Der Deutsche Mieterbund (DMB) geht in seiner Pressemitteilung vom 12. Juni davon aus, dass Wohnungsnot zu einem wachsendem sozialen Problem werde. Betroffen seien „insbesondere Menschen mit niedrigem Einkommen, Arbeitslosen, Familien mit Kindern und Alleinerziehende. Ebenso Sozialhilfebe­rechtigte und Menschen mit Migrationshintergrund.“ Wohnraumförderung böte „die große Chance“, zeitgemäßen Wohnraum zu schaffen – „nämlich energetische und altersgerechte Wohnungen“. Zudem „ist der Wohnungsbau nach wie vor ein wichtiger Motor für die Binnenkonjunktur.“ Wie dies in Zeiten der sich steigernden Krise finan­ziert werden soll, weiß bisher niemand.
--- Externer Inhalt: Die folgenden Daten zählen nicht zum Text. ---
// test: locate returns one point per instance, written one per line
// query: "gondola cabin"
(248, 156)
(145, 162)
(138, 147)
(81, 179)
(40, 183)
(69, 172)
Wenn der bisherige Trend bei Wohnungsbauten anhalte, würden bis 2017 in Deutschland 825.000 Wohnungen fehlen. Dadurch würden nach ­Angaben von DMB-Vertreter Lukas Siebenkotten die Mieten noch schneller steigen. Bereits heute fehlten nach Angaben des Hannoveraner Pestel-Instituts bis zu 100.000 Wohnungen. Laut einer Studie des Deutschen Instituts für Urbanistik (Difu) sei die Arbeitslosigkeit in deutschen Städten zwar rückläufig. Andererseits „nimmt die sozialräumliche Spaltung zwischen Arm und Reich“ jedoch zu. Insbesondere Kinderarmut konzentriere sich zunehmend in bestimmten Stadtteilen. „Eine Verdrängung der von Armut betroffenen Haushalte mit Kindern in die Großwohnsiedlungen am Stadtrand ist mittlerweile nachweisbar.“

Diese Entwicklung werde aus einem Städtevergleich deutlich, den das Difu mit anderen durchgeführt hatte. „Zentraler Bestandteil hierbei ist die Wohnungspolitik. Bezahlbaren Wohnraum für benachteiligte ­Bevölkerungsgruppen bereitzustellen, ist eines der ­wichtigsten Instrumente, um der Konzentration von Armut in einzelnen Stadtteilen sowie der Verdrängung armer Menschen an den Stadtrand entgegenzuwirken“, ist eine der Schlussfolgerungen des ­Instituts.

Welche familiäre und individuelle Folgen dies haben könne, beschrieb ­Silke Bigalke (Süddeutsche Zeitung, 20.03.2012) in dem Artikel „Wenn der Kinderwunsch zu teuer wird“. Immer öfter wollten Frauen ­Schwangerschaften aus finanziellen Sorgen abbrechen. Die Hälfte der Frauen, die 2011 im Großraum München zu einer Abtreibungsberatung ging, gab finanzielle ­Probleme als Grund an. „In München“, so Bigal­ke, „gefährden vor allem die hohen Mieten die Familienplanung. Wenn beide Partner verdienen, gehe oft ein Einkom­men für die Wohnung drauf, das ande­re braucht die Familie“. Das bayrische Familienministerium räumte ein, dass der Mangel an preiswerten ­Wohnungen in der Landeshauptstadt ein Problem für Familien darstellt. Jährlich würden nur 3.500 Sozialwohnungen frei, 11.000 Antragsteller erfüllten die ­Anforderungen.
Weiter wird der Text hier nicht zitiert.